Selten drängt sich die Frage "Was darf Kunst?" so sehr auf, wie beim Betrachten der Fotoarbeiten von Eva Ammermann. "Mit Essen spielt man nicht" - die Mahnung aus Kindertagen blockiert zunächst das Einlassen auf die ungewöhnlichen Motive der Künstlerin: Erbsen mit Marmelade an einen Frauenschuh gepappt, eine Arbeitsjacke "aufgepeppt" mit Spitzkohlblättern, eine Rotkohl-Handtasche, mit der Eva Ammermann ganz selbstverständlich über den Hamburger Jungfernstieg flaniert. Überhaupt ist die Künstlerin meist selbst Teil der Performance und dem Betrachter der Bilder stellt sich unweigerlich eine Frage: Was ist absurder - Ammermann, die im Mantel aus getrockneten Brotscheiben vor einer großen Bank posiert, oder die Passanten, die achtlos vorbeilaufen, als sei es das Normalste auf der Welt?

Ähnliche Ansätze wie die der 54-jährigen Künstlerin aus Kuddewörde gab es übrigens schon in den 60er-Jahren. Der Schweizer Dieter Roth begann damals mit Nahrungsmitteln zu experimentieren: Wurstscheiben, Schokolade oder Gewürze wie Anis dienten ihm als Material für seine Kunstobjekte - die "Eat-Art" war geboren.

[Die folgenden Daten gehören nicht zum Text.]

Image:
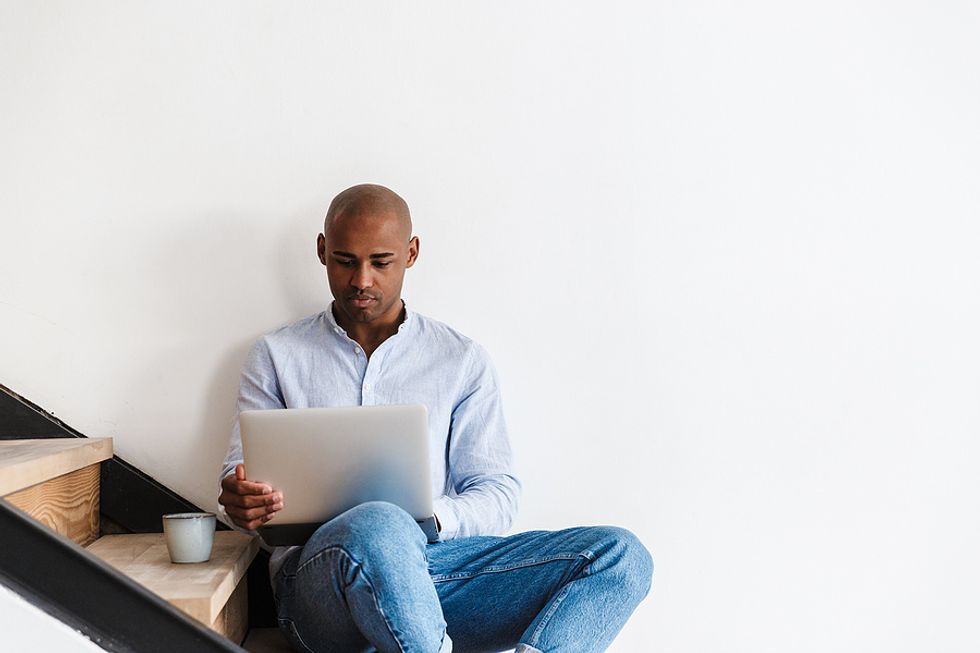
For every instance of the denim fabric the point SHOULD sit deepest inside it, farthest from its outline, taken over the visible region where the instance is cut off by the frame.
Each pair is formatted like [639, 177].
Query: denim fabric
[368, 581]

Für den Lauenburger Journalisten und Gastro-Autor Mario Scheuermann hat diese Form der Kunst eine eigenständige, ästhetische Komponente. Der sinnliche Aspekt der so anders verarbeiteten Lebensmittel inspirierte ihn dazu, in seiner schier unerschöpflichen Sammlung nach einem Rezept aus regionalen Produkten zu stöbern. "Kochen ist ein schöpferischer Prozess, also Kunst", sagt er und schlägt so den Bogen zu den Bildern von Eva Ammermann. Was die beiden kreativen Köpfe dann gemeinsam schufen, darf sich ohne Weiteres ein Feuerwerk der Farben nennen: Suppe aus Roter Bete, Ingwer und Rotwein - bis auf den letzten Tropfen ausgelöffelt von den Gästen der Finissage. Das schmeckt nach mehr, sagen sich Eva Ammermann und Mario Scheuermann. Schon sind sie auf der Suche einem unverwechselbaren Rezept für eine leichte Sommerspeise.

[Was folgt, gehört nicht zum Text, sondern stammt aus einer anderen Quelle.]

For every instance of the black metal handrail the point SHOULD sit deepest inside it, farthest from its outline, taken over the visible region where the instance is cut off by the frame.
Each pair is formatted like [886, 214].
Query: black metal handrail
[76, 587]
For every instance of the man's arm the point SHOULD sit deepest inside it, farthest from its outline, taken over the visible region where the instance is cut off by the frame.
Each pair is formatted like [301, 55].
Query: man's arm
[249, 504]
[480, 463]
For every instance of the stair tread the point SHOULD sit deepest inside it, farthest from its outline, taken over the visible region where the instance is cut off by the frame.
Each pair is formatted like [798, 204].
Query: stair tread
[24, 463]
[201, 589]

Unter dem Stichwort "Eat-Art" findet man übrigens bei Google: Die Künstler reflektieren die Produktion, Verwertung und den Konsum von Lebensmitteln als Mittel der Identitätsstiftung in einer globalisierten Gesellschaft. Vielleicht ist es aber auch viel einfacher: Das, was Eva Ammermann und Mario Scheuermann zusammenrühren, ist Kunst in bestem Sinne.